Hanoi (VNA) - Chol Chnam Thmay New Year is the biggest festival on the Khmer calendar, which takes place around mid-April of the solar calendar every year. The festival expresses the wish for a new year of favourable rain and wind, and bountiful crops.
These days, coming to temples of the Khmer ethnic group in the south, visitors will be immersed in the bustling atmosphere to welcome the Chol Chnam Thmay traditional New Year.
According to locals, this is the time between rainy and dry seasons with lush vegetation, considered as the beginning of a favourable year. Chol Chnam Thmay Festival usually takes place around mid-April every year.
If the Thanh Minh (grave-visiting) is an occasion for Vietnamese and Chinese people to look to the past to remember their ancestors and deceased relatives, take care of and repair graves, the Khmer people celebrate the Chol Chnam Thmay to commemorate both the past and the future.
While the Vietnamese and Chinese celebrate the New Year at the end of the crop, the Khmer celebrate the New Year at the beginning of the season. This shows the Khmer belief in simple but liberal personality, optimism, and willingness to overcome difficulties, and always looking forward to the future.
The Chol Chnam Thmay is one of the festivals with bold cultural colours typical of the Mekong Delta region and also of rice farmers in Southeast Asia. Khmer people in the southern region have a festival system associated with the life cycle of rice. In particular, the community's major activities always take place in between crops.
The festival is based on the Khmer calendar, taking place in the middle of April of the solar calendar. This is the 5th month according to the Buddhist calendar but is considered by Khmer people as the first month of the year.
According to the Khmer farming calendar, farmers are nearly free during the period because it is the peak time of the dry season and harvest is done. All cultivation and animal husbandry activities are halted to wait for the rain.
As the largest festival of the year, it is held to welcome the rainy season and new crops and lasts up to 15 days. Amid the current rend to streamline festivals, it has been scaled down to three days, excluding preparatory time.
For the Khmer people, pagodas are sacred places and the shared house of the community. Therefore, all festivals are held at pagodas, especially Chol Chnam Thmay.
The first day is called Chol Sangkraan Thmay, the Khmer people will choose the best hour to wash themself and wear nice clothes, bringing along offerings to go to the pagodas.

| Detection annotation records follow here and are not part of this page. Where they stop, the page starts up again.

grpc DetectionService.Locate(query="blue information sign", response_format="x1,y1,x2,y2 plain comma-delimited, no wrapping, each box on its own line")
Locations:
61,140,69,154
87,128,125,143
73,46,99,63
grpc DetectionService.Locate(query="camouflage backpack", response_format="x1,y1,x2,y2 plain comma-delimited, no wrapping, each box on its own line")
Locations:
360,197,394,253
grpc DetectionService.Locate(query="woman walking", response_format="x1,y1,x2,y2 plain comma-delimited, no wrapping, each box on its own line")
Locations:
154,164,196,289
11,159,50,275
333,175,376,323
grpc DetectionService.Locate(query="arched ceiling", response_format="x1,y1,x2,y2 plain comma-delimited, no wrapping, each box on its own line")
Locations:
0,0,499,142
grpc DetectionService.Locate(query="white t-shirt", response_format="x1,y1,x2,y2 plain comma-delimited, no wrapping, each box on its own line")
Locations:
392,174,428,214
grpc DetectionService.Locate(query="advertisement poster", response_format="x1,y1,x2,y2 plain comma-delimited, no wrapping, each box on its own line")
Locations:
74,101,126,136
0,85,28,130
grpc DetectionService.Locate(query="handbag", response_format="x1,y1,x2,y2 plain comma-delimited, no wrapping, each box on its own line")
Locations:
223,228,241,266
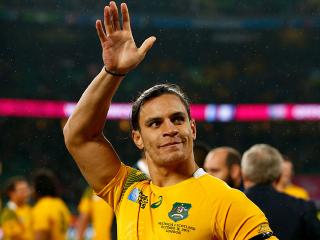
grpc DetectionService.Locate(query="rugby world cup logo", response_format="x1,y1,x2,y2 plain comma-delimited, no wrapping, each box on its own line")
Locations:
168,202,191,222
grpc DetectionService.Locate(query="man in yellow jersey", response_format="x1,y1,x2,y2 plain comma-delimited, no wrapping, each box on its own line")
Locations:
0,177,33,240
32,170,71,240
76,188,114,240
241,144,320,240
204,147,243,190
64,2,277,240
276,156,309,200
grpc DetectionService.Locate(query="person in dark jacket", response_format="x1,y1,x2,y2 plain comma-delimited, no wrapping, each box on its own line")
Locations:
241,144,320,240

On the second day called Wonbof, which will last two days in leap year, people will offer food for the monks and build a hillock of sand to pray for happiness and avoid misfortunes in the afternoon.
On the third day named Lom Sak, monks will use water infused with flowers to bathe Buddha statues. People will pray for protection, health and bumper crops.
The three days of Chol Chnam Thmay are also a time for the Khmer people from all walks of life to return to their hometowns and reunite with their families so as to celebrate the new year together. They will take the occasion to visit relatives and extend wishes to each other.
During the festival, in addition to Buddhist rituals, the Khmer people will take part in a panoply of cultural and musical activities, together with folk games such as flying kites./.